Job Title: Sr AI Engineer
Experience Level: 7-10 years
Location: Fort Worth, TX (Hybrid)
Client: Direct
Job Summary
We are seeking a skilled AI Engineer to build, integrate, and operationalize AI/ML models and agent workflows on AWS and Azure as the core AI foundation, with Microsoft Copilot as the primary user experience layer. The role involves collaborating with AI Architects and data teams to deploy scalable, production-grade AI solutions that are grounded in enterprise data, governed responsibly, and optimized for real-world performance. The candidate should be able to own the full AI engineering lifecycle, from prototyping and integration through to production deployment and ongoing optimization.
Key Responsibilities
LLM & Agent Development
• Build, integrate, and iterate on LLM-powered agent experiences for enterprise knowledge access and workflow automation.
• Own prompt engineering, orchestration logic, and multi-agent workflow design using AWS Bedrock and Azure AI services.

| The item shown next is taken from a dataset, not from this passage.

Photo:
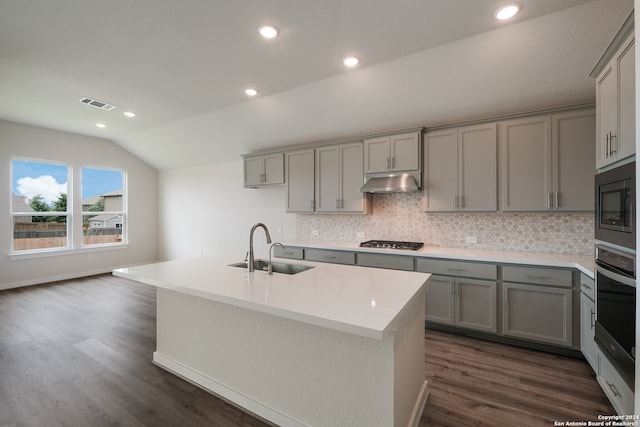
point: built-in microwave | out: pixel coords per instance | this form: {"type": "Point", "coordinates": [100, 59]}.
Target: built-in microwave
{"type": "Point", "coordinates": [615, 206]}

• Implement grounding, citation enforcement, and refusal behavior patterns aligned with enterprise governance standards.
• Build structured triage and escalation logic within agent workflows to support robust, production-grade AI systems.
• Own the AI engineering layer end to end, from prototype through pilot validation and production deployment.

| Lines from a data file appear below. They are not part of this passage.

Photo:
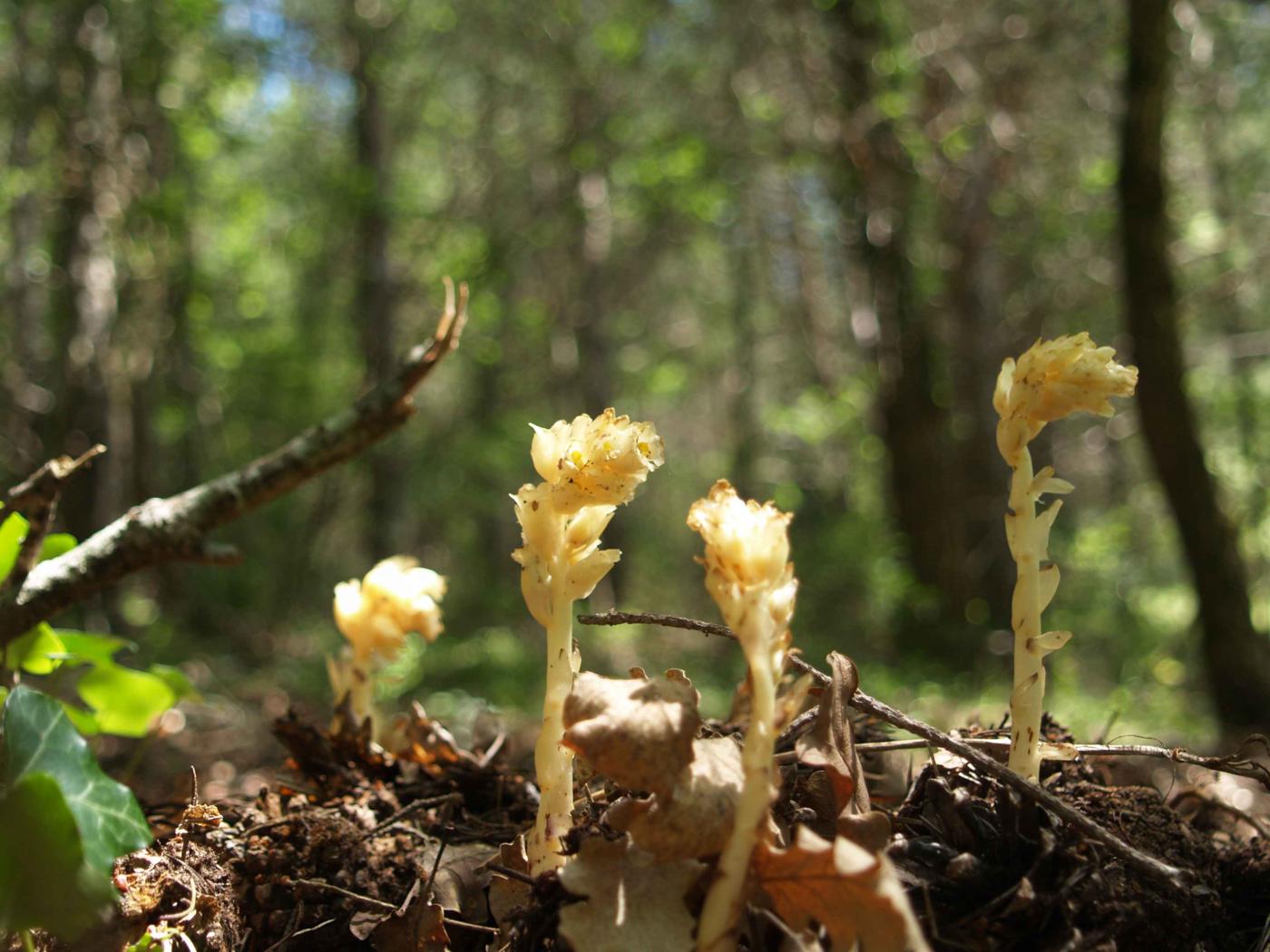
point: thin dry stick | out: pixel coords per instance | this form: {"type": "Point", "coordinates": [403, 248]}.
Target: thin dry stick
{"type": "Point", "coordinates": [1232, 764]}
{"type": "Point", "coordinates": [1143, 862]}
{"type": "Point", "coordinates": [161, 530]}
{"type": "Point", "coordinates": [358, 897]}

RAG & Retrieval Engineering
• Implement RAG pipelines using structured and unstructured enterprise data on AWS and Azure cloud-native services.
• Tune retrieval quality through vector search, re-ranking strategies, and context window optimization.

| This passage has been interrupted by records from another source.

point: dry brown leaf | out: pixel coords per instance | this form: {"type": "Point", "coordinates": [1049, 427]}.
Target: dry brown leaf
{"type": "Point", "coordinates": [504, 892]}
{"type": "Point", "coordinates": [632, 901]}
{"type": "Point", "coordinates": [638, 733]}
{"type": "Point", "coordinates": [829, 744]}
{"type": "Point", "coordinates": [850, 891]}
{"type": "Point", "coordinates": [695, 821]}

• Work with embedding models, chunking strategies, and hybrid retrieval approaches to improve answer relevance.
• Integrate vector databases such as Azure AI Search and Amazon OpenSearch to support enterprise RAG systems.
Required Qualifications
• 6-10 years of overall experience with 3+ years building LLM-powered applications in production or near-production environments.
• Hands-on experience with AWS AI/ML services (Bedrock, SageMaker) and Azure AI services (Azure AI Foundry, Azure OpenAI Service, Azure ML).
• Experience integrating with Microsoft Copilot or building Copilot extensibility solutions (plugins, connectors, or agents).
• Hands-on experience with RAG architectures: vector search, embedding models, chunking strategies, and hybrid retrieval.
• Strong understanding of grounding techniques, hallucination mitigation, and AI evaluation methodologies.
• Experience with agent orchestration frameworks and patterns: multi-agent routing, workflow chaining, and context management.
• Strong Python skills; familiarity with LangChain, Semantic Kernel, or equivalent agent orchestration frameworks preferred.
• Ability to work autonomously and own the full AI engineering stack within a cross-functional delivery team.